So helfen Rostocks Freiwillige Geflüchteten zurück ins Leben

Bereits seit Beginn der russischen Invasion organisiert das Deutsch-Ukrainische Kulturzentrum Mahnwachen, sammelt Spenden, informiert über die dramatische Lage vor Ort. Nun hat der Verein eine Anlaufstelle für ukrainische Geflüchtete in der Hansestadt geschaffen. Kritik gibt es an der Stadtverwaltung.

Der Geruch von Kaffee liegt in der Luft. In der Küche schneiden Frauen Obst, hinter der Eingangstür herrscht reges Treiben. Deutsch, ukrainisch, russisch – was hier zusammenfindet, ist improvisiert, steckt in den Kinderschuhen und ist ein bisschen auch das Resultat einer glücklichen Fügung. An deren Ende stehen das Deutsch-Ukrainische Kulturzentrum und die Schicksale unzähliger Bedürftiger, welcher es sich annimmt.

Es herrscht noch immer Krieg in der Ukraine. Krieg an einem Ort, der hier Heimat genannt wird. Unterstützung erfahren die Helfenden dabei von der Initiative „Rostock hilft“, die es dem Verein ermöglicht hat, eine Anlaufstelle für vor dem Krieg geflüchtete Menschen im Herzen der Kröpeliner-Tor-Vorstadt zu eröffnen.

Die Freiwillige Galina Kaye arbeitet heute ihre erste Schicht im neuen Büro. Sie hat die Ukraine bereits vor dreißig Jahren verlassen und ist Mitglied im Vorstand des Kulturzentrums. „Wir machen hier eigentlich nur erste Hilfe und sind überglücklich, dass wir von der Bevölkerung so viel Unterstützung erfahren haben und nun in einem eigenen Büro den Menschen helfen können“, so Kaye.

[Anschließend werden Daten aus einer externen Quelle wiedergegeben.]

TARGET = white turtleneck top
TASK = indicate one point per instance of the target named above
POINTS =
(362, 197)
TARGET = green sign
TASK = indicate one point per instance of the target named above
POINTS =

Kritik an Rostocks Stadtverwaltung

Doch auch Kritik an der Stadtverwaltung wird laut. „Die Stadt lässt uns komplett im Stich. Alle Anträge müssen online per E-Mail gestellt werden. Das ist zwar normalerweise kein Problem. Aber zu erwarten, dass Flüchtlinge mit Drucker, Laptop und Scanner angereist kommen, ist die größte Zumutung überhaupt“, klagt Kaye. Dies würde Mauern bauen, Geflüchtete entmündigen und abhängig von fließend Deutsch sprechenden Kontaktpersonen machen.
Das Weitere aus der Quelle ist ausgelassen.